Review – New York Times – Philip Glass, Easy to Mimic but Hard to Match

“ On Saturday, at Roulette in Brooklyn, the pianists Maki Namekawa and Dennis Russell Davies reveled in a program of Mr. Glass’s piano music, about half of which had been adapted from the composer’s operas.

There wasn’t a single dud in this sparkling concert. A suite from “Les Enfants Terribles” showed how much expressive range these two longtime Glass interpreters can bring to his music, with an intoxicating sense of reverie in “Elizabeth Chooses a Career.”
On Ms. Namekawa and Mr. Davies’s 2005 recording of this suite, the more aggressive movements had a metronomic tinge. On Saturday, that studied feeling was gone, replaced by a booming sound that allowed the music to breathe between peaks of intensity. Their approach to the 2008 piece “Four Movements for Two Pianos” also seems to have taken on greater texture over the years.
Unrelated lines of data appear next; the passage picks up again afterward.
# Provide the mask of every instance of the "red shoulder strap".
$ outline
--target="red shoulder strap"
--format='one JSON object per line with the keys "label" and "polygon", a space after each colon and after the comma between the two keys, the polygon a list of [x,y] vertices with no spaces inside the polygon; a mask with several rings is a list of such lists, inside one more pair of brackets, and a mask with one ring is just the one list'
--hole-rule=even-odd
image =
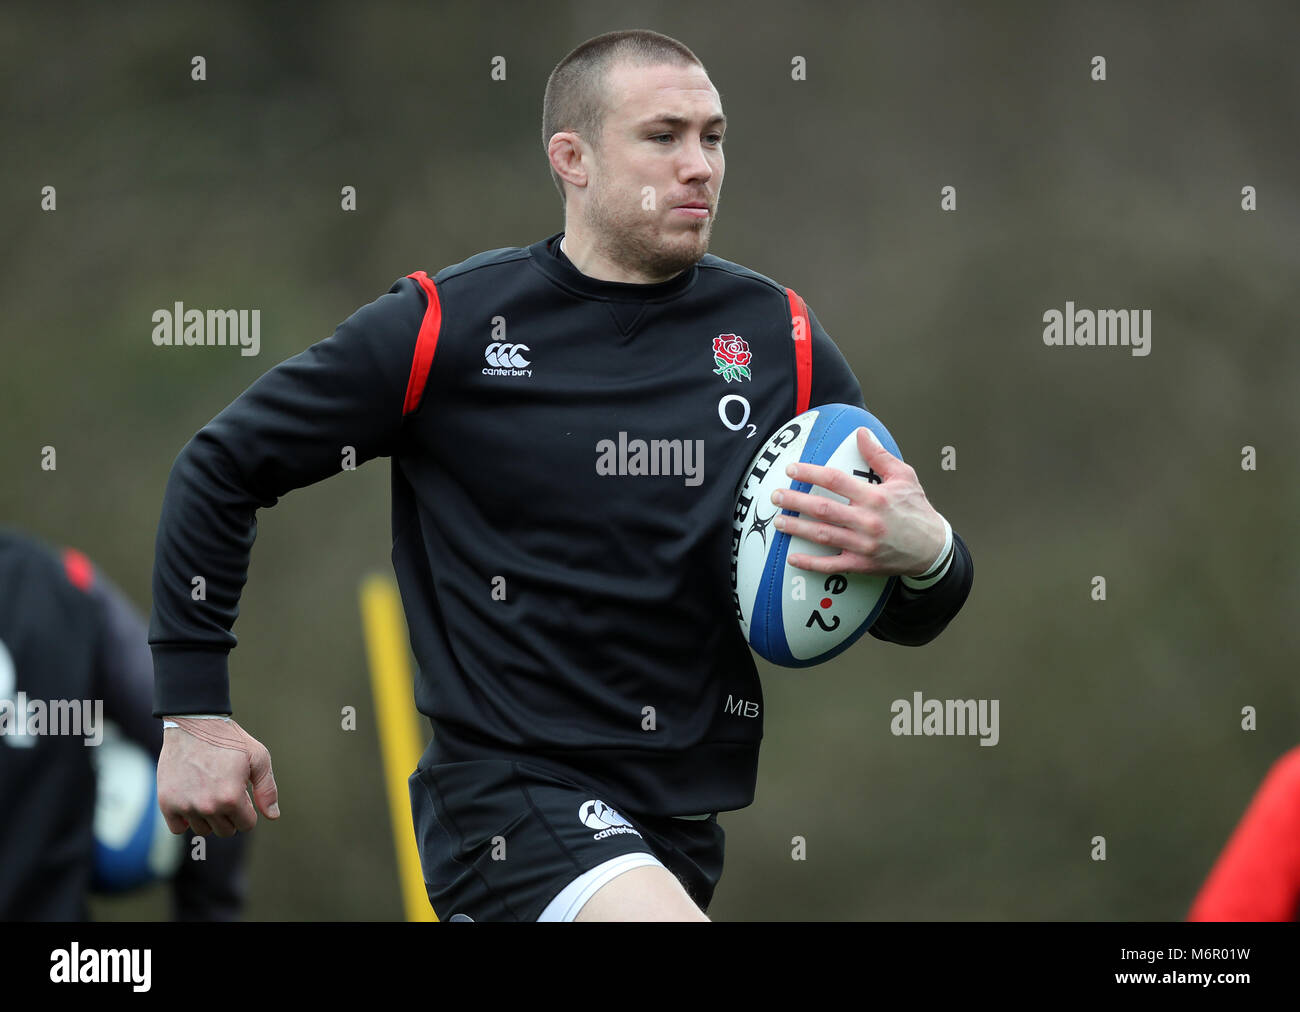
{"label": "red shoulder strap", "polygon": [[808,307],[799,293],[787,288],[785,297],[790,300],[790,336],[794,338],[794,413],[802,415],[812,397],[812,324],[808,322]]}
{"label": "red shoulder strap", "polygon": [[429,379],[429,367],[433,365],[433,352],[438,347],[438,331],[442,329],[442,304],[438,301],[438,289],[432,279],[424,271],[406,276],[424,289],[424,294],[429,297],[429,305],[420,324],[420,336],[415,339],[411,377],[406,381],[406,400],[402,403],[403,415],[409,415],[420,406],[424,384]]}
The program also included a 2013 miniature, “Stokes,” as well as excerpts from two stage works, “The Voyage” and “Orphée.” The latter, like “Les Enfants Terribles,” was inspired by the work of Jean Cocteau. More than Vivaldi, this French poet and filmmaker can reliably spur Mr. Glass’s harmonic imagination, and his agile humor — the attributes that make him both easy to mimic and difficult to match.”